Torture By Law Enforcement Officials In Georgia
UN Expert Finds Torture, Ill-Treatment By Law Enforcement Officials In Georgia
Torture and ill-treatment by law enforcement officials still exist in Georgia, compounded by an apparent culture of impunity, but the authorities have taken some positive measures to fight the problem, a United Nations expert on torture said today.
In a statement issued following a weeklong visit last week, the UN Commission on Human Rights’ Special Rapporteur on the question of torture and other cruel, inhuman or degrading treatment or punishment, Manfred Nowak, also noted the “deplorable conditions of detention,” primarily for people detained in pre-trial detention facilities of the Ministry of Justice.

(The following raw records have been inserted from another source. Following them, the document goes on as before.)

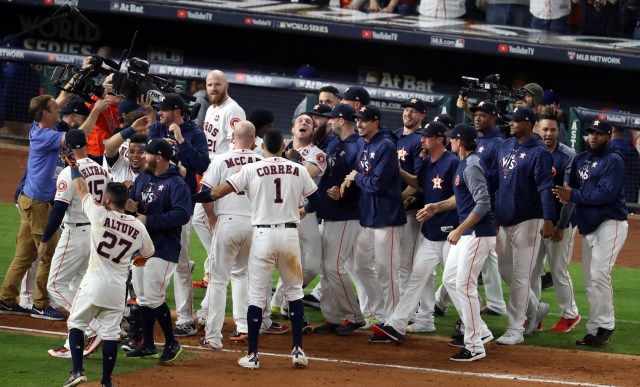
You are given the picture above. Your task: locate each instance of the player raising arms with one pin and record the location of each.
(274, 187)
(114, 237)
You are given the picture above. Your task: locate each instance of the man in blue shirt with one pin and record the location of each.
(35, 204)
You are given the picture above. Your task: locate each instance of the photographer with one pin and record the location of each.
(192, 152)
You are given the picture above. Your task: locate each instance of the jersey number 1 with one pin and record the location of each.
(109, 242)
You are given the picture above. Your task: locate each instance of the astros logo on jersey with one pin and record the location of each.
(437, 182)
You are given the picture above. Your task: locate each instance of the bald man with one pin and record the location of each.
(218, 126)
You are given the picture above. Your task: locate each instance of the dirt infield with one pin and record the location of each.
(351, 360)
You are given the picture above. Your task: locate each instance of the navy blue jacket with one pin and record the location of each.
(488, 146)
(525, 182)
(166, 202)
(436, 180)
(379, 179)
(193, 152)
(598, 188)
(340, 161)
(632, 165)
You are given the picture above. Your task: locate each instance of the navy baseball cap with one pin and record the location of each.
(320, 110)
(76, 106)
(486, 107)
(357, 93)
(75, 139)
(465, 132)
(520, 114)
(369, 113)
(342, 110)
(159, 146)
(434, 129)
(600, 126)
(445, 119)
(417, 104)
(171, 101)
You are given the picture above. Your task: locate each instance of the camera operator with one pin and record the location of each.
(192, 152)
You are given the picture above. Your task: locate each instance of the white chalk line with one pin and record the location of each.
(523, 378)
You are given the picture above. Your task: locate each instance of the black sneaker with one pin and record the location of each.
(184, 330)
(347, 327)
(388, 331)
(603, 336)
(466, 355)
(171, 353)
(13, 309)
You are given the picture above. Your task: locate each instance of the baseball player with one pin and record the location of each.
(409, 156)
(163, 204)
(596, 187)
(71, 255)
(219, 123)
(190, 146)
(489, 141)
(524, 210)
(232, 236)
(340, 223)
(274, 187)
(558, 249)
(114, 236)
(382, 214)
(435, 179)
(314, 160)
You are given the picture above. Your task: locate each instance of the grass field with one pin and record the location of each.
(29, 366)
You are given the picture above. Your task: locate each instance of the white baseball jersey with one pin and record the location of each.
(121, 170)
(114, 238)
(269, 184)
(220, 169)
(96, 178)
(218, 125)
(315, 156)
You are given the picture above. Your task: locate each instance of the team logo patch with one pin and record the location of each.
(233, 122)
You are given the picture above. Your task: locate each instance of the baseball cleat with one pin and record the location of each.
(276, 329)
(76, 379)
(170, 353)
(510, 337)
(466, 355)
(142, 353)
(251, 361)
(61, 353)
(388, 331)
(184, 330)
(565, 324)
(298, 358)
(238, 337)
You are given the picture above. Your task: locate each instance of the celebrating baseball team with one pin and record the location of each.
(372, 211)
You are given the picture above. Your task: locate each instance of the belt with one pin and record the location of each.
(78, 224)
(284, 225)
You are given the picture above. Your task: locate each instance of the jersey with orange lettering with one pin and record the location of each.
(219, 123)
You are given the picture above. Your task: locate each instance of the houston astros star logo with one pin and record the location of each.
(402, 153)
(437, 182)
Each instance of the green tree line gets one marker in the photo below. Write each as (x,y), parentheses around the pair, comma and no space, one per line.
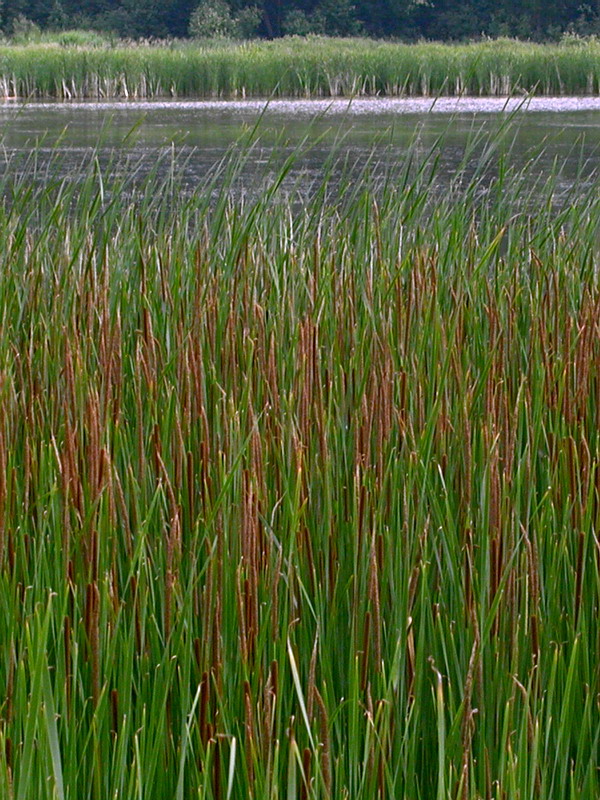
(404,19)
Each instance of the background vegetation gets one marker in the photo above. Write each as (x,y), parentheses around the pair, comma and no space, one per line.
(85,67)
(361,565)
(432,19)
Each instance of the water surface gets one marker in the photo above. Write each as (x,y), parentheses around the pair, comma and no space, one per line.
(558,133)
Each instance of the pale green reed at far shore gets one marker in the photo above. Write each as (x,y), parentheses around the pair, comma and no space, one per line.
(296,67)
(299,497)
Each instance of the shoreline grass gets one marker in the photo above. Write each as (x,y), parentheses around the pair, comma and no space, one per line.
(294,67)
(299,502)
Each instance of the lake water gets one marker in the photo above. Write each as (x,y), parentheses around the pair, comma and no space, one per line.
(133,135)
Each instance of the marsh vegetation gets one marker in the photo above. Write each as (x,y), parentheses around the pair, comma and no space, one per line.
(299,499)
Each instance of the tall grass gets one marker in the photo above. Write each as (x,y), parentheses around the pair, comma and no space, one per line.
(300,68)
(299,501)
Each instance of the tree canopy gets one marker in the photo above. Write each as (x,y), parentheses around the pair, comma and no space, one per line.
(404,19)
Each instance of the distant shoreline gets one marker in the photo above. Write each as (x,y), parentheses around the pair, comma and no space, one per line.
(300,68)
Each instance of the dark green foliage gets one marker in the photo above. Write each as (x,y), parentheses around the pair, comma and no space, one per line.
(408,19)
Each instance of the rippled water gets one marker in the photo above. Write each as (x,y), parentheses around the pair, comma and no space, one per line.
(197,134)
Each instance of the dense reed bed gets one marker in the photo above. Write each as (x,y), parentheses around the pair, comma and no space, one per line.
(299,498)
(300,68)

“The courts and prosecutors resort almost exclusively to pre-trial detention of accused persons, irrespective of the gravity of alleged offences, contributing to severe problems of overcrowding and strain on the already deteriorating infrastructure,” Mr. Nowak said, adding that recourse to pre-trial detention turns the presumption of innocence on its head.
But he stressed that the authorities at all levels recognized the problems and pointed to positive measures taken by the Government, such as the establishment of monitoring mechanisms to visit places of detention and proposals to amend the criminal code to include torture.
Mr. Nowak based his findings on
meetings with officials, substantiated information received
from non-governmental organizations (NGOs), visits to
places of detention and interviews with detainees.